In the arts and entertainment world, there’s a distinction that’s often misunderstood as semantic, when it’s actually driven by law: the difference between a manager and an agent. In film, touring performing arts, theater, publishing, and other realms of creative expression, both agents and managers work to advance their clients’ work. The difference is that agents can procure work for their clients and require a license to do so. Managers can promote their clients, but cannot make the deal.
The reason for the distinction relates to the perils and pitfalls of ”agency,” where one person is doing business on behalf of another. There are reams of research on the challenges that the principal-agent relationship can foster — among them an imbalance of expertise and knowledge between the principal and the agent (the realtor often knows more about the value of a house and the terms of a contract, but may not always have a monetary incentive to share that knowledge), and the challenge of knowing exactly whose interests an agent represents between the buyer and seller.

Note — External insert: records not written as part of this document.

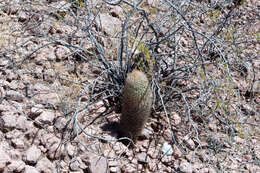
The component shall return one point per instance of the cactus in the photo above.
(136, 105)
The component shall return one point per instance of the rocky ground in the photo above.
(43, 86)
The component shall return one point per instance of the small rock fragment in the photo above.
(32, 154)
(45, 166)
(167, 149)
(46, 117)
(30, 169)
(16, 166)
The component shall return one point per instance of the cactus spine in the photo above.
(136, 105)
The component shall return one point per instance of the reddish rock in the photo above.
(14, 95)
(18, 143)
(45, 166)
(36, 110)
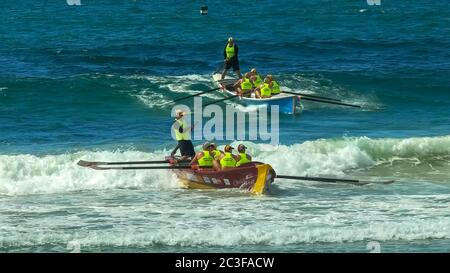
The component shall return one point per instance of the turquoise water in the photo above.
(89, 82)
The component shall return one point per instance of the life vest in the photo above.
(186, 134)
(257, 81)
(230, 51)
(228, 161)
(216, 153)
(206, 160)
(244, 159)
(275, 88)
(246, 85)
(265, 91)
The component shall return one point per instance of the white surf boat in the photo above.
(288, 104)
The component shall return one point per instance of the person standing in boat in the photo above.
(205, 158)
(243, 157)
(227, 160)
(230, 54)
(183, 136)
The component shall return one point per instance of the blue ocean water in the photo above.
(90, 82)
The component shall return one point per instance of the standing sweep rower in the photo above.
(183, 136)
(230, 53)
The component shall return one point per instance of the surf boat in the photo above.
(255, 177)
(288, 104)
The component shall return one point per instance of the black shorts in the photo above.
(186, 148)
(232, 63)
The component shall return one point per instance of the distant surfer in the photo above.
(183, 136)
(230, 54)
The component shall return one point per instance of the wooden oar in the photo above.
(334, 180)
(198, 94)
(227, 98)
(96, 167)
(312, 96)
(90, 163)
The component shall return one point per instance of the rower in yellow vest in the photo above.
(274, 85)
(265, 91)
(227, 160)
(243, 157)
(205, 158)
(216, 152)
(230, 54)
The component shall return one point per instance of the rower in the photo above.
(274, 85)
(244, 86)
(257, 81)
(216, 152)
(183, 136)
(243, 157)
(265, 90)
(227, 160)
(205, 158)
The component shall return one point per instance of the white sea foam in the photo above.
(30, 174)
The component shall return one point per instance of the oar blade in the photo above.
(335, 180)
(84, 163)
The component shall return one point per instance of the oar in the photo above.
(198, 94)
(308, 95)
(331, 102)
(90, 163)
(227, 98)
(334, 180)
(96, 167)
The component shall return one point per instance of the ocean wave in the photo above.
(30, 174)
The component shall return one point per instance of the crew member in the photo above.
(230, 54)
(183, 136)
(227, 160)
(205, 158)
(243, 157)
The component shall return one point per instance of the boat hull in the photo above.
(255, 177)
(288, 104)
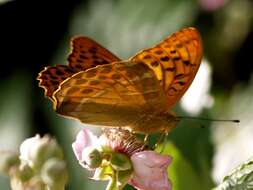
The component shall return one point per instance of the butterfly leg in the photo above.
(162, 140)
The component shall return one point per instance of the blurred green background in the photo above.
(35, 34)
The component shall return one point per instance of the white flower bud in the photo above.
(36, 150)
(7, 161)
(91, 157)
(54, 174)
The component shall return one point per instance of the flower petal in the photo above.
(146, 164)
(84, 139)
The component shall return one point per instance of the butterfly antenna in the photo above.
(209, 119)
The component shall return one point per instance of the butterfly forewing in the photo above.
(85, 54)
(175, 62)
(112, 95)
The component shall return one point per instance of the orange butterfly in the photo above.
(98, 88)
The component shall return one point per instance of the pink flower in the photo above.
(147, 171)
(150, 171)
(84, 140)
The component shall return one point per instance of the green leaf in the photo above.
(180, 172)
(240, 178)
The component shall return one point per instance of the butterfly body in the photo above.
(136, 94)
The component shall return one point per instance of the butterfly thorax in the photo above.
(155, 123)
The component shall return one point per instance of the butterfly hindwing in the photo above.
(85, 54)
(175, 62)
(112, 95)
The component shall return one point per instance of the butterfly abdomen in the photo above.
(148, 124)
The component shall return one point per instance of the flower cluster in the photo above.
(40, 165)
(120, 157)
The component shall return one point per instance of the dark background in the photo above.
(35, 34)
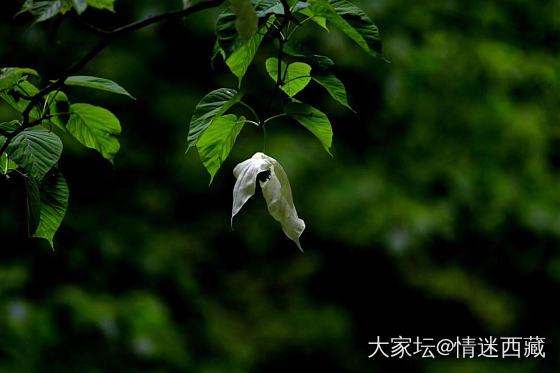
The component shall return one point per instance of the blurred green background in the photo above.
(439, 215)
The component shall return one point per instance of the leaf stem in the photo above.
(274, 117)
(107, 38)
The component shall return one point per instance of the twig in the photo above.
(107, 38)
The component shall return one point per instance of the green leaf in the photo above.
(215, 144)
(352, 21)
(96, 128)
(320, 21)
(296, 77)
(227, 37)
(43, 10)
(312, 119)
(102, 4)
(334, 86)
(33, 189)
(9, 76)
(6, 164)
(240, 60)
(294, 49)
(247, 22)
(97, 83)
(361, 23)
(79, 5)
(36, 150)
(59, 107)
(53, 204)
(211, 107)
(12, 98)
(276, 7)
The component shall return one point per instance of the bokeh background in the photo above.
(439, 215)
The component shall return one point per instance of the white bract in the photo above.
(276, 191)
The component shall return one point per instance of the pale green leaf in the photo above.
(33, 203)
(334, 86)
(217, 141)
(211, 107)
(6, 164)
(247, 22)
(294, 49)
(13, 98)
(295, 77)
(96, 128)
(351, 21)
(314, 120)
(36, 150)
(97, 83)
(102, 4)
(79, 5)
(240, 60)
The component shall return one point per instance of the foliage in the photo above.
(438, 216)
(30, 144)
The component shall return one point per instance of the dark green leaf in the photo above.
(296, 77)
(33, 189)
(102, 4)
(211, 107)
(6, 164)
(96, 128)
(79, 5)
(215, 144)
(361, 23)
(36, 150)
(53, 205)
(334, 86)
(44, 10)
(294, 49)
(312, 119)
(14, 99)
(97, 83)
(350, 20)
(241, 59)
(276, 7)
(9, 76)
(321, 21)
(246, 22)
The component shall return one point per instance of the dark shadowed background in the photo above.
(439, 215)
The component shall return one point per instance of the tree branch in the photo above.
(107, 38)
(281, 41)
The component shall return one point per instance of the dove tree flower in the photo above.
(275, 188)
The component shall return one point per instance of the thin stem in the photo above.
(251, 110)
(279, 80)
(274, 117)
(107, 38)
(264, 138)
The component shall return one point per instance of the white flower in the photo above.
(276, 191)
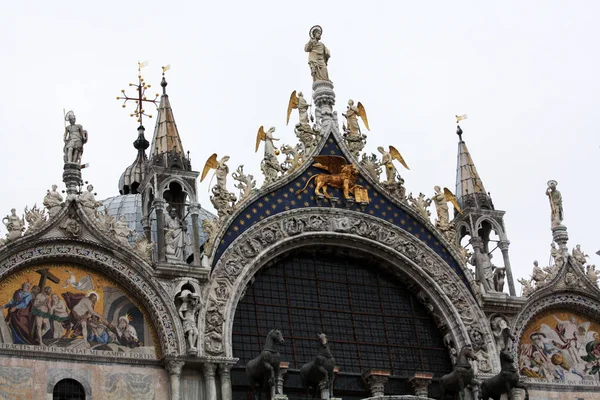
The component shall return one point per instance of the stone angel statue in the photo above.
(387, 158)
(352, 114)
(222, 199)
(267, 137)
(298, 102)
(441, 200)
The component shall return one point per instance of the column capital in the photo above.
(209, 369)
(503, 244)
(174, 367)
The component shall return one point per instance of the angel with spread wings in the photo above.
(352, 114)
(267, 137)
(298, 102)
(387, 158)
(221, 169)
(441, 200)
(341, 176)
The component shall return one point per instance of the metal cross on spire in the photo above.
(141, 88)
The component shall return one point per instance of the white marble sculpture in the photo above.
(53, 201)
(88, 201)
(318, 55)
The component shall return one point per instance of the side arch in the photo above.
(134, 277)
(448, 296)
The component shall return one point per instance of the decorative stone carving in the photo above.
(36, 217)
(579, 255)
(318, 55)
(420, 204)
(592, 275)
(122, 231)
(246, 183)
(556, 215)
(376, 381)
(420, 382)
(53, 201)
(88, 201)
(188, 311)
(222, 199)
(239, 256)
(176, 237)
(75, 138)
(14, 225)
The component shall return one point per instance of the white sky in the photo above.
(526, 73)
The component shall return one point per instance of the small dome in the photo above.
(130, 205)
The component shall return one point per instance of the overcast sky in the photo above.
(526, 73)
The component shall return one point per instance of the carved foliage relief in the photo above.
(266, 236)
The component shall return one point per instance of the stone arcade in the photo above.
(329, 280)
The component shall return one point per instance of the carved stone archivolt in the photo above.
(449, 299)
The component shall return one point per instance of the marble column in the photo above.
(174, 368)
(225, 375)
(195, 212)
(376, 380)
(209, 370)
(159, 208)
(503, 244)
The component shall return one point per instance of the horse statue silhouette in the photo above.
(318, 374)
(263, 370)
(505, 381)
(462, 375)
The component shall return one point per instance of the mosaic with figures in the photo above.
(69, 309)
(561, 345)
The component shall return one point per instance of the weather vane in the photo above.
(141, 88)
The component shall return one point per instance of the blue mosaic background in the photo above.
(285, 198)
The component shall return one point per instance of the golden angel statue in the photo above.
(441, 200)
(341, 175)
(352, 114)
(267, 137)
(298, 102)
(387, 158)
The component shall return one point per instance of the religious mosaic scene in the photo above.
(320, 272)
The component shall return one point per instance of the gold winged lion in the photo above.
(341, 176)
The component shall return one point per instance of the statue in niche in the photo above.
(318, 55)
(387, 161)
(579, 255)
(502, 335)
(75, 138)
(591, 274)
(484, 273)
(352, 114)
(14, 225)
(88, 200)
(176, 238)
(122, 231)
(222, 199)
(270, 164)
(53, 201)
(555, 198)
(188, 312)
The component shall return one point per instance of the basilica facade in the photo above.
(326, 281)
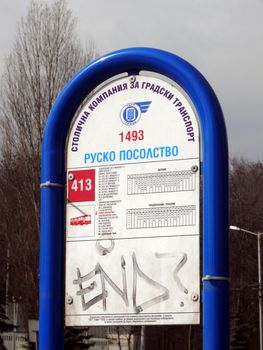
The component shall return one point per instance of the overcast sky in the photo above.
(223, 39)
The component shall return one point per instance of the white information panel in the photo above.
(132, 212)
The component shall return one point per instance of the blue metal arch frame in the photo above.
(215, 189)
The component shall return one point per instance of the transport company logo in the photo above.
(81, 220)
(131, 112)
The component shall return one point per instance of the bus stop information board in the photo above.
(132, 212)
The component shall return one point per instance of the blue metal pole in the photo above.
(215, 189)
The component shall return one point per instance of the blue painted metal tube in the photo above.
(215, 189)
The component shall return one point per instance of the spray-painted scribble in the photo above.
(123, 293)
(178, 267)
(103, 277)
(153, 301)
(101, 250)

In arts and entertainment, the distinction is commonly known and frequently blurred. And that distinction was the subject of a recent California Supreme Court case. If you are an artist, or contract with artists, it would be worth understanding the difference.
chrissie says
And even more confusing on the heels of the Arts Presenters Conference when one sees agents, managers, artist reps, the elusive XYZ Artist Management that is essentially an agency. Some clear definitions would be nice.